The Statue of Sekhmet /ˈsɛkˌmɛt/ currently housed in the Gallery of Ancient Egypt at the Royal Ontario Museum (ROM) is a life-sized sculpture of one of the oldest known Egyptian deities. Her name is derived from the Egyptian word "sekhem" (which means "power" or "might") and is often translated as the "Powerful One". Depicted as a woman with the head of a lioness – sometimes with the addition of a sun disc and the uraeus serpent atop her head – Sekhmet is the ancient Egyptian goddess of war who was believed to be a protector of Ma'at (balance or justice) and of the Egyptian people. She was also associated with healing and medicine, and her priests were known for being trained doctors and surgeons of remarkable calibre.

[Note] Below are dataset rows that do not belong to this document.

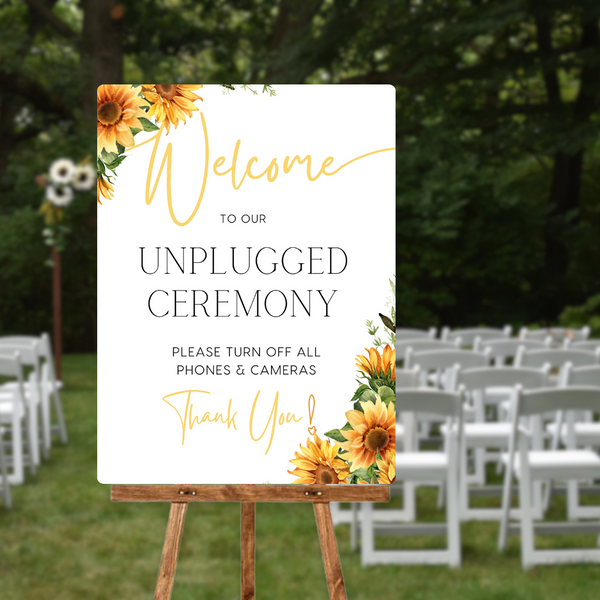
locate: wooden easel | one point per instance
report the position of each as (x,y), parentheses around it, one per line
(248,495)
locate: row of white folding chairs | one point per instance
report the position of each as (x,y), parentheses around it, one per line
(557,335)
(444,466)
(444,362)
(478,434)
(25,404)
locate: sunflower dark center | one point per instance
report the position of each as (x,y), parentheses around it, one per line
(325,475)
(167,91)
(376,439)
(109,113)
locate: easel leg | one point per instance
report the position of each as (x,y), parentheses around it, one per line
(331,558)
(248,551)
(168,562)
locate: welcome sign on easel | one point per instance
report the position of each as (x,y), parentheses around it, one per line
(243,241)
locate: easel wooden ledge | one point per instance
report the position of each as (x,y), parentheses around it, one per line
(181,495)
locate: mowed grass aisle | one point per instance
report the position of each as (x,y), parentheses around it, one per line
(65,540)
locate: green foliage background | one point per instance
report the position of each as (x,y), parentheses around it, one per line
(498,114)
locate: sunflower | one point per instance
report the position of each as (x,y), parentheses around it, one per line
(318,463)
(62,171)
(59,196)
(376,365)
(372,430)
(84,178)
(386,470)
(104,189)
(118,111)
(171,102)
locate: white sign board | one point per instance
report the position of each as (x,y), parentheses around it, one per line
(238,261)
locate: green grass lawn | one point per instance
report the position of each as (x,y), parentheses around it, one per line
(65,540)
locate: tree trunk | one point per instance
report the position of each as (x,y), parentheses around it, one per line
(102,49)
(564,200)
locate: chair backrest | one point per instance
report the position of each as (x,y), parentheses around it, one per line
(481,378)
(557,334)
(587,376)
(502,349)
(469,335)
(589,345)
(430,401)
(10,365)
(410,333)
(407,378)
(420,344)
(28,351)
(576,398)
(429,360)
(556,357)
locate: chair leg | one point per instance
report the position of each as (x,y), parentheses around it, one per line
(527,534)
(572,499)
(4,474)
(33,437)
(453,517)
(62,427)
(18,461)
(354,506)
(367,545)
(506,506)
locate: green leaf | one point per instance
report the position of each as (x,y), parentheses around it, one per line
(371,473)
(388,322)
(115,163)
(363,474)
(368,396)
(386,392)
(359,391)
(147,124)
(336,435)
(108,157)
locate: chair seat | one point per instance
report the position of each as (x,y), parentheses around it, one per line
(563,464)
(423,466)
(31,393)
(585,433)
(7,407)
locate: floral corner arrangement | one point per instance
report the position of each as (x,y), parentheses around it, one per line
(61,184)
(125,110)
(363,451)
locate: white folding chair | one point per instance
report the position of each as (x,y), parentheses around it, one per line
(469,335)
(405,436)
(481,434)
(14,415)
(589,345)
(51,385)
(586,434)
(412,333)
(542,465)
(557,334)
(420,345)
(422,466)
(502,350)
(35,399)
(4,480)
(435,364)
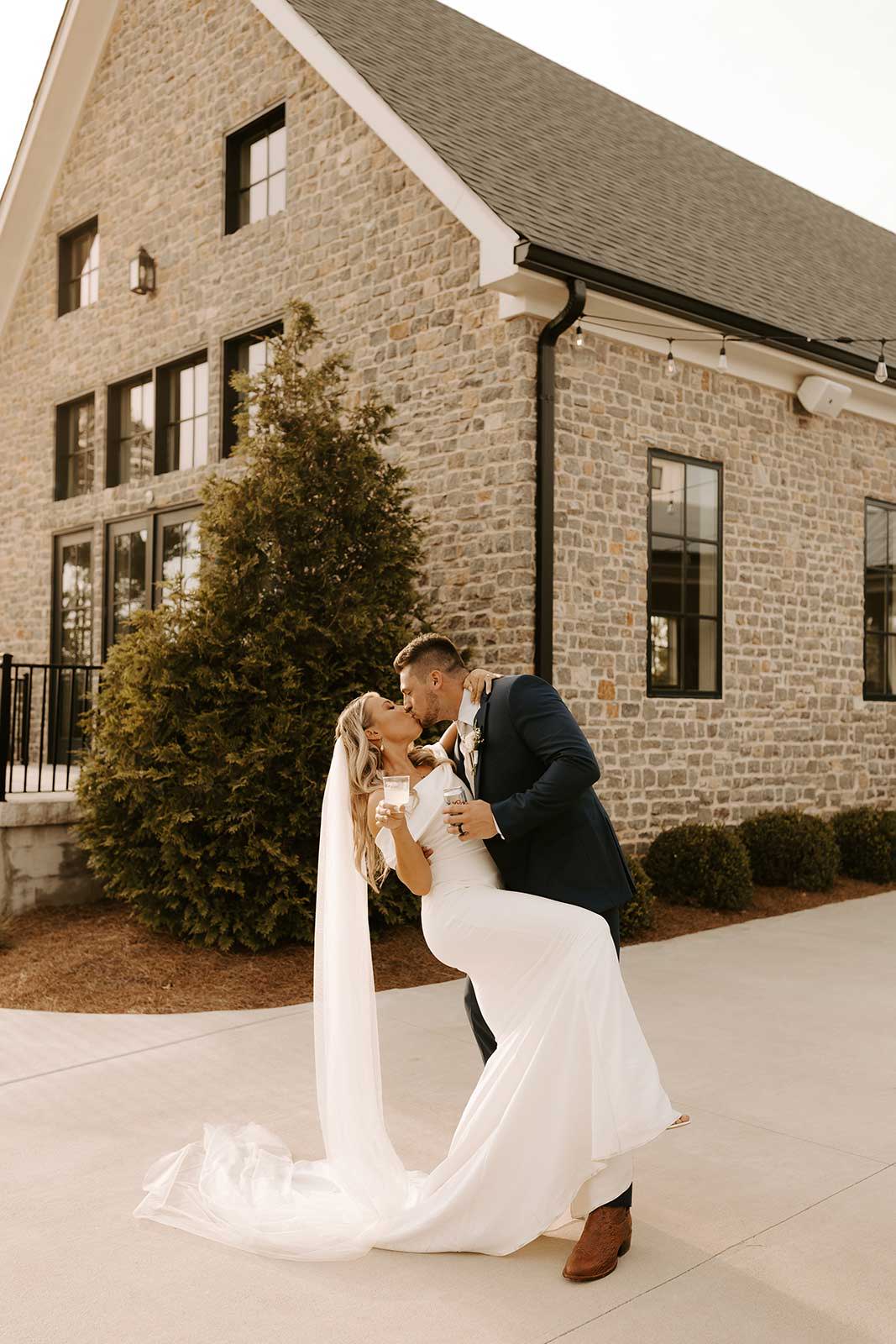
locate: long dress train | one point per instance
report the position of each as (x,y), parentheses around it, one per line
(571,1086)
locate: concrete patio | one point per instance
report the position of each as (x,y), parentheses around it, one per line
(768,1218)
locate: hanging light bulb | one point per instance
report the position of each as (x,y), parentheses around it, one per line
(882,373)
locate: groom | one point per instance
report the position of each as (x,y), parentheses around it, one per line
(531,769)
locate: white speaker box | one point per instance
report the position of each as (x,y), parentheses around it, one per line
(822,396)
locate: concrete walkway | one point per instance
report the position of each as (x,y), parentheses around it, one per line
(770,1218)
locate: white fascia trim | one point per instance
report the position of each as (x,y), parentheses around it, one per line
(496,239)
(755,362)
(63,87)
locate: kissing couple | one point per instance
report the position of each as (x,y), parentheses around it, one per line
(520,884)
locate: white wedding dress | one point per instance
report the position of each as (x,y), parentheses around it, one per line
(571,1086)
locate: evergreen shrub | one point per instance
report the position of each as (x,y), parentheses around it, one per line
(700,864)
(867,842)
(637,916)
(792,848)
(215,716)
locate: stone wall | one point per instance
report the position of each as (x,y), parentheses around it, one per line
(391,275)
(394,281)
(792,727)
(40,864)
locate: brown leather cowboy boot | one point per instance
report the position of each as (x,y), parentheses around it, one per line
(605,1236)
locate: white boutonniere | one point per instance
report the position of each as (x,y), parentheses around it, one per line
(473,743)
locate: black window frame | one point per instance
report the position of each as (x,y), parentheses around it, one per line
(683,692)
(67,698)
(889,584)
(113,428)
(230,401)
(154,521)
(163,375)
(65,280)
(62,460)
(262,125)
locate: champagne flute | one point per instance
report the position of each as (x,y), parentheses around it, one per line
(396,790)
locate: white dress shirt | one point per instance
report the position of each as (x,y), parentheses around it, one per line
(465,722)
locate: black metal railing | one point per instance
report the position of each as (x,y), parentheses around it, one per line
(43,722)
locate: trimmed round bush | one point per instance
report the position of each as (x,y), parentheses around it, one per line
(700,864)
(637,914)
(792,848)
(867,842)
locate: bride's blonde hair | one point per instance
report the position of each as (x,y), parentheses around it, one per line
(365,774)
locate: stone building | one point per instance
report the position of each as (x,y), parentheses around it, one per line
(703,564)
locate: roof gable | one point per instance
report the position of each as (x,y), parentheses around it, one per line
(589,174)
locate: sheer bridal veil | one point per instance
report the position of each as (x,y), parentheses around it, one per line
(241,1184)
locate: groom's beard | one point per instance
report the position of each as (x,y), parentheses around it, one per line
(430,714)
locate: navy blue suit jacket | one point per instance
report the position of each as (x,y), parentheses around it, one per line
(537,769)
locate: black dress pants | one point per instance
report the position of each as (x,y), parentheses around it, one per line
(488,1045)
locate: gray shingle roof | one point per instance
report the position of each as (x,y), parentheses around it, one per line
(584,172)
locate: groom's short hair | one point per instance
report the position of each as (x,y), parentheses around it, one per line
(430,651)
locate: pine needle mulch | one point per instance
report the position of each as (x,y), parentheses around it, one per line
(97,958)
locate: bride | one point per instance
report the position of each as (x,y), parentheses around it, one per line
(571,1085)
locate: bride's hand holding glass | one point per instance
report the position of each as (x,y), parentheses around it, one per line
(390,816)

The acquisition of this piece of Egyptian art was made possible by the support of the Louise Hawley Stone Charitable Trust, and is now one of the museum's iconic objects. The statue dates back to the 18th dynasty (New Kingdom) circa 1360 BCE, during the reign of King Tutankhamun's grandfather, Amenhotep III, and is thought to have originated from the Temple of Mut at Karnak, Egypt. The Temple of Mut is perhaps best known for its many statues of Sekhmet, which number in the hundreds. Sekhmet is usually depicted with a lotus flower (symbolising Upper Egypt, the sun, creation, and rebirth) in her right hand, and an ankh (also known as the key of life, which symbolises eternal life) in her left. The statue is made of carved and polished granite and depicts the goddess in a seated position holding only an ankh in her left hand, and stands at a height of about 6 feet (184 cm).

The Statue of Sekhmet can be found on Level 3 of the ROM in the Galleries of Africa: Egypt, where close to 2,000 objects from the ROM's Egyptian collection are showcased. The ROM's Egyptian collection comprises approximately 25,000 artefacts.